Gatekeeper limits access
The guidelines also called for a gatekeeper to screen bed orders, ensuring that only a medical director of critical care unit or a trauma surgeon can order them. "Previously anyone could order them," Ebnet says. "What we found was not only that more nurses were ordering them than physicians, but also that nurses weren’t using them appropriately. They were under the impression that they didn’t have to turn the patients as often. I really think it was a case of a sales job from the reps."
To make sure nurses received the correct information about rotational bed use, Nolen used a "super trainer" approach to reach Baylor’s 3,000 nurses. "Every discipline represented on the CQI team had a part in training the trainer, who in turn saw that every person on each unit was trained and recertified on a yearly basis," Nolen says.
While Ebnet is the gatekeeper at Trinity Mother Frances, Baylor has designated an intensive care nurse in each of the critical care units. "It’s a matter of customizing the protocols to fit the size of your facility," Ebnet explains.

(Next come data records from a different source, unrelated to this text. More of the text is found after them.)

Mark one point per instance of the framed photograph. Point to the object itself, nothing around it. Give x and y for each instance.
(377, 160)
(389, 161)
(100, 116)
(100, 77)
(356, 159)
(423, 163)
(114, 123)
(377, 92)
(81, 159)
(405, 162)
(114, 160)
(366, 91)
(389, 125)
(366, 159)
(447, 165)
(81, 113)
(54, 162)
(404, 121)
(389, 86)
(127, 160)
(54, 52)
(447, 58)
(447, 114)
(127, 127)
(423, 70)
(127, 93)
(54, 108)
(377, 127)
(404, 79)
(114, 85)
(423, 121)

An intensive care nurse at Baylor also evaluates the patient on a daily basis to make sure the bed is being used properly. "The need for continued therapy should be assessed every day, and the bed must be reordered every five days," Nolen says.
Although both wound care experts have reduced their use of rotational beds to practically nil, both acknowledge that to decrease costs further and increase the quality of patient care, CQI teams should evaluate all support surfaces used in their facilities.
"It isn’t as easy as just stopping the rental of products," Nolen says. "This is just one piece in the wound management equation that balances reducing costs with maintaining quality." For example, after thorough evaluation of support surfaces, Baylor and Mother Frances decided to purchase hospital-owned beds or rent less expensive ones. The team designed a standardized decision tree for specialty support surfaces that helps clinicians select the appropriate bed. The concept, which includes suggestions of brand names in seven categories of surfaces, also allows for patients to be "stepped-up" to a more expensive surface or "stepped-down" to a less expensive one.
"We also advocate using hospital-owned equipment such as a therapeutic replacement mattress or overlay before renting equipment," Ebnet says. "When renting, start with the lower cost overlays that provide good clinical outcomes. Consider nonpowered or low-air-loss overlays before using low-air-loss beds or high-air-loss beds."